Wednesday, July 26, 2006
Two of indie hip-hop’s most compelling characters team up Wonder Twins style to activate this dynamic double-bill. Boston’s Mr. Lif is cruising in on the back of his fully realized new release, Mo’ Mega (Def Jux), which tempers his trademark high-minded microphone mediations with some of his most personal ruminations to date. Updating the Public Enemy manifesto of self-empowerment through boombastic beats, Lif’s lyrical dexterity is truly a wonder to behold. Def Jux labelmate Cage comes to the table with an unbelievably brutal back-story that powers tough-talking bomb tracks. From stories of childhood abuse to his own twisted tales of drugs, drama and violence, Hell’s Winter, the latest release from this self-described “recovering mental patient” is the sonic equivalent of a particularly heinous Harvey Keitel film as sound-tracked by El-P. Get ready to rumble, y’all.
(originally posted in the LA Weekly, July 2006. The pic of Mr. Lif ripping it up live is from his Myspace page. Word.)
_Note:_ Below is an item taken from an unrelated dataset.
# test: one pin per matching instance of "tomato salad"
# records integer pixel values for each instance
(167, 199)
Posted by Scott at 5:43 PM
Tuesday, July 11, 2006
If you want blood, classic Midwest metal-heads Early Man bring it by the bucketful. This Ohio-bred duo of Mike Conte (vocals, guitars) and Adam Bennati (drums) invoke a gleefully evil heavy metal thunder that recalls the glory years of Iron Maiden, Mercyful Fate and Metallica when they still mattered. Sharpening their battleaxes in New York City, Early Man landed on major indie label Matador, releasing a self-titled EP and the skull-crushing full-length, Closing In (both feature their signature song, stoner feel-good anthem “Death is The Answer”). EM’s unpretentious, denim and concert t-shirt-clad rawk is a demolition derby of blistering riffs and Conte’s maniacal, young Ozzy howl. Fleshing out the live show with a bassist and second guitarist, EM is sure to do major damage in the intimate confines of the Whiskey. Wolf who?
(Originally published in the LA Weekly, July 2006)
Posted by Scott at 7:40 AM
Saturday, July 01, 2006
Section A, Row K seat 46. Two rows behind Slash, three seats to the right of Steven Bauer. Oh, starry night. The Big Dipper looms overhead...
The band sounds phenomenal. The new songs are strikingly brilliant: "Videotape," "All I Need," "Arpeggi" (which comes with a rapid-fire sub-rhythm somewhere between Aphex Twin and Timbaland), and stunner "Bangers and Mash," featuring our hero Thom Yorke on a drum kit which he summarily destroys by set's end. All welcome additions to the Radiohead canon. "Idiotique" rages with the energy of Underworld's entire catalog, which Yorke's conducts like his own private rave. "Everything in its Right Place" stands as one of their most timeless monuments, truly classic rock, no less evocative than "Baba O'Reilley." Yorke playfully chastises a fan for requesting "Creep," later muttering "'Creep' my ass," during the encore towards the persistent request maker, instead launching into the soulful new ballad "House of Cards." When they revisit "Pablo Honey," the hordes go customarily berserk. Flashbulbs pepper the crowd during a particularly grand performance of "Paranoid Android." They swagger and sway, jerk, sputter and flail. Radiohead have tapped into a particularly 21st century kind of anxiety, and in the process come to define more than just a moment in time. New iconic giants are go.